- Hangul: 대흥산성
- Hanja: 大興山城
- RR: Daeheungsanseong
- MR: Taehŭngsansŏng

= Taehungsan Fortress =

Taehung Castle is a mountain fortress of the early Goryeo period, located outside Kaesŏng, North Korea. Originally encompassing both Mts. Chŏnma and Songgo, the castle was first founded as a fortress for the defense of the capital, encircled by over 10 kilometers of stone walls. Today, many of the walls have become overgrown ruins.

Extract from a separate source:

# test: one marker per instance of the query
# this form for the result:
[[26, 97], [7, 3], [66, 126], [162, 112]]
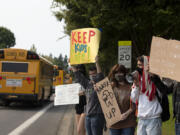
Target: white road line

The fortress contains two small Buddhist temples, Kwanumsa and Taehungsa.

==North Gate==
The only one of the fortress' original six gates to survive to the present day, this gate is located just behind Pakyon Falls and is topped with a Joseon-dynasty pavilion.

==Kwanŭm Temple==
Named after Guanyin, the buddhist bodhisattva of compassion, this small temple is located in the beautiful valley between Mts. Songgo and Chŏnma. The temple was founded in 970 when a monk deposited two marble statues of the goddess in a cave behind the temple's current location. The temple itself was constructed in 1393 under the Koryo dynasty, and later renovated in 1646 under the Joseon. The site contains many ancient relics, including a seven-story pagoda from the Koryo dynasty and the ancient Guanyin statues in Kwanum Cave.

==Taehŭng Temple==
Higher up on the mountain sits Taehŭng Temple, now much diminished from its Koryo-dynasty splendor. The building that exists today is only the temple school, famed as the place where the son of King Taejo, founder of Koryo, studied around 921. After the much larger main temple was destroyed during the Red Turbans invasions of Korea, the temple school was converted for use as the main temple.